Pretty much sums up this week’s chapters: one nice and easy read (if a bit sexy) and one chapter that is basically a string of onomatopoeia and hard-to-parse じいさん-speech
Kidding aside, I agree: it was a nice read again. I thought the ミサゴ chapter had a nice plot and I liked the underlying legend (a spirit who likes to play with children but scares them off because of her fangs). And the other chapter had some nice humor.
I had similar questions as @Phryne and will probably post a few more later.
One simple one first, though: what do you all think would be a good English translation for chapter 3’s title?

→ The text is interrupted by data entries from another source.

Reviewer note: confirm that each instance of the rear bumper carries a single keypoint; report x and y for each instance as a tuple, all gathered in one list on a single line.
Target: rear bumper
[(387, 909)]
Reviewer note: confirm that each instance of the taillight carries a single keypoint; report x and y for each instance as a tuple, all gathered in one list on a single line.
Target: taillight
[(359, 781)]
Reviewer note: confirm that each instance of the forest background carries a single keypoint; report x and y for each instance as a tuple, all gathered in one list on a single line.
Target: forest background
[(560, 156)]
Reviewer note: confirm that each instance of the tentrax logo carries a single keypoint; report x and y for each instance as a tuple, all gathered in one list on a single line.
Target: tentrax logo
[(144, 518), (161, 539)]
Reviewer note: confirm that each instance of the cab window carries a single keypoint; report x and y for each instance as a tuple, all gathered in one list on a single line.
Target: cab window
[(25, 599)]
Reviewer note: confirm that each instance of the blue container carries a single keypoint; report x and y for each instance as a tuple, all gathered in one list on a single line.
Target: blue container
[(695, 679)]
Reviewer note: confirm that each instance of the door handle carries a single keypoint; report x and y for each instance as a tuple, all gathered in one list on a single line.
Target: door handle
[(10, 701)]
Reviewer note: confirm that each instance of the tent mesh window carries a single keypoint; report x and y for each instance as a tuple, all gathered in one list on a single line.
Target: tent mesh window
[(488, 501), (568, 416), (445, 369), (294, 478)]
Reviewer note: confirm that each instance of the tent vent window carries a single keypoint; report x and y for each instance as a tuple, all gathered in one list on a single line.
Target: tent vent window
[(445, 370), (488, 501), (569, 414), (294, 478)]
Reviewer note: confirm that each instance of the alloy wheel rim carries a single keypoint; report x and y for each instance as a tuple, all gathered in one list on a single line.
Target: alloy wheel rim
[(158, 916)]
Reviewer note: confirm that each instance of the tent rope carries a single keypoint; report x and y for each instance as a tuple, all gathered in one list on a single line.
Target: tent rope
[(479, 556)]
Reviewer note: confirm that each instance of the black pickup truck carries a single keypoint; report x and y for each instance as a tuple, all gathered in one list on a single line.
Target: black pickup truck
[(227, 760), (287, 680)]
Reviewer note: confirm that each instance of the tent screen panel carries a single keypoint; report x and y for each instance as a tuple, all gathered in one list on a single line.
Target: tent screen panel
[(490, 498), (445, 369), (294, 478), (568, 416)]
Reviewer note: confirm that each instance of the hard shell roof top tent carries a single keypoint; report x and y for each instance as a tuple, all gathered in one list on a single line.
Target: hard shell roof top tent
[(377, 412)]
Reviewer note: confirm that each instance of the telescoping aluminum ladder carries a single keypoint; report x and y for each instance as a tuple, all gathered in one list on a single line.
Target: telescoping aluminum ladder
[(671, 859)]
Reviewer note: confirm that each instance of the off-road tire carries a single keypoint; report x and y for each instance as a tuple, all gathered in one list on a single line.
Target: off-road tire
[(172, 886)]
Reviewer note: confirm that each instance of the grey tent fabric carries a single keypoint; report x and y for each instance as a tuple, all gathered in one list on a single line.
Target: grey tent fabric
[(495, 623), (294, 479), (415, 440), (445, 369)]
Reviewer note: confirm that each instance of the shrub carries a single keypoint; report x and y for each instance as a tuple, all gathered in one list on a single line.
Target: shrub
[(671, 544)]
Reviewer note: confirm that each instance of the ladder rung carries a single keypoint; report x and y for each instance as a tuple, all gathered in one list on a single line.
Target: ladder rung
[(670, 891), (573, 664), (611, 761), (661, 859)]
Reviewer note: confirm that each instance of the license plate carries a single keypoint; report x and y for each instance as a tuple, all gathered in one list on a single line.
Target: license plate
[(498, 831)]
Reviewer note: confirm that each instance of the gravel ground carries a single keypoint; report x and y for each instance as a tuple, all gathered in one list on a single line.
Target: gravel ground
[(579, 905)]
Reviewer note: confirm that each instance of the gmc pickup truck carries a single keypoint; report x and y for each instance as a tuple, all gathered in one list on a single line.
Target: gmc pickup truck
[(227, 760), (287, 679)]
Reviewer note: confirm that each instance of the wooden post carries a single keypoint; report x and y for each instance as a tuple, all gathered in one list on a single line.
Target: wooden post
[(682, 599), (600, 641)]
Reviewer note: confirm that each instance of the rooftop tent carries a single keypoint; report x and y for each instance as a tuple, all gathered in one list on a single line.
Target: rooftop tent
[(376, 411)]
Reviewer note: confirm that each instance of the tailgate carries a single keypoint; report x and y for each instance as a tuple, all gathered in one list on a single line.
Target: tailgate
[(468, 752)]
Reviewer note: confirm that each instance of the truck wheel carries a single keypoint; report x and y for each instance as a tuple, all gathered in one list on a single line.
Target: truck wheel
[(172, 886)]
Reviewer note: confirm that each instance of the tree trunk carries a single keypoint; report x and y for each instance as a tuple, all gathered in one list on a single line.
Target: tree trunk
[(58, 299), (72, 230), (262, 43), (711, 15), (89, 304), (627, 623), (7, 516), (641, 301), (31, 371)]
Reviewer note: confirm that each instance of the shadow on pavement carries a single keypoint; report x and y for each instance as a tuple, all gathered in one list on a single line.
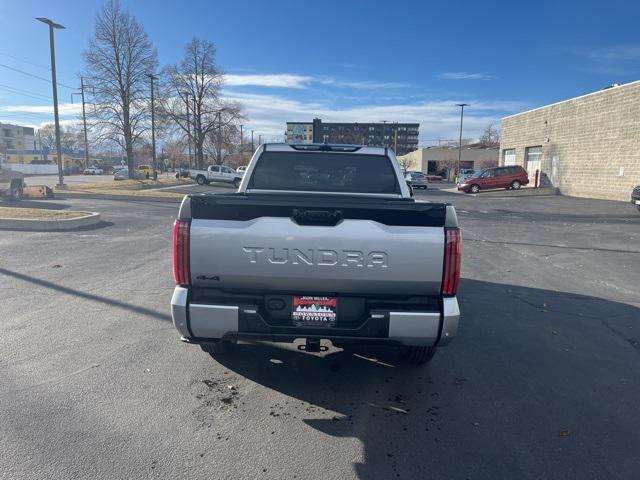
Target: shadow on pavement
[(538, 384), (87, 296), (48, 205)]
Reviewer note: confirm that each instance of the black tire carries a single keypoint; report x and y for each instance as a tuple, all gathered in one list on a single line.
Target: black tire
[(418, 355), (219, 347), (16, 191)]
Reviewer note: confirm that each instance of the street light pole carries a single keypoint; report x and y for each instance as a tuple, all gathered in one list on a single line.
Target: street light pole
[(54, 84), (461, 105), (152, 77)]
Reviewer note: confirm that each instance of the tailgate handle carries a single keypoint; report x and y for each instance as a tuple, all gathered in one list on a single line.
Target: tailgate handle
[(327, 218)]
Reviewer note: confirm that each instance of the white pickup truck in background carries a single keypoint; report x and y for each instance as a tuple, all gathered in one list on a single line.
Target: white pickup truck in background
[(216, 173)]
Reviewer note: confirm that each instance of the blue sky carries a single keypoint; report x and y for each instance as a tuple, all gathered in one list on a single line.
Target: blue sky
[(348, 60)]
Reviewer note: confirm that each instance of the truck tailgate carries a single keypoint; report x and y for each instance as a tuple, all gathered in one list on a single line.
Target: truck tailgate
[(317, 245)]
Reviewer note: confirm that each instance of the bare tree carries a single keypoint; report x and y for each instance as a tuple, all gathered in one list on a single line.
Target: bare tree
[(70, 137), (490, 136), (224, 141), (117, 60), (405, 162), (191, 98)]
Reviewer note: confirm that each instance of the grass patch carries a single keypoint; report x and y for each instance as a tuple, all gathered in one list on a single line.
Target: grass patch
[(128, 185), (129, 193), (39, 214)]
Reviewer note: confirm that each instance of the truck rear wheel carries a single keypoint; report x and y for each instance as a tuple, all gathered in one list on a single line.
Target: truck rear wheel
[(16, 191), (219, 347), (418, 355)]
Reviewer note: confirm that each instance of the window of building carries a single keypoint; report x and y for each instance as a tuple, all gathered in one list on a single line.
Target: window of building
[(509, 156)]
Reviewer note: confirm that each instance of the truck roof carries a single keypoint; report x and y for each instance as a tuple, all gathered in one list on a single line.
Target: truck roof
[(326, 147)]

Stripy rolly things?
Oh, that’s a good one. I hadn’t thought of interpreting it like that. I thought he was saying something about the crop being so large because he had applied fertiliser or something but that would have required a past tense somewhere, of course.
It’s a bit like a nickname. The boy’s name is Takahiro, and the 坊 here is boy like how you might see someone someone older refer to a boy they know as 坊や. So the old man’s referring to him affectionately in a way that emphasizes his youth. #5 on jisho, I’d say
She tried to develop a tolerance for animal-derived food with things like milk and eggs, but was unsuccessful… If the ぶったおれちゃって is literal perhaps she would always quickly be laid up with whatever the android equivalent of stomach pain would be, but I read it more as like she tried her best to 練習 but was quickly defeated nonetheless and had to give up.
I think you might see more later in the series about what kinds of ways certain human foodstuffs affect her…
There might be some nuance difference, like the っと version being once / shorter / more sudden compared to the repeating form. I feel like I’ve heard something like that before, but I’m not really sure.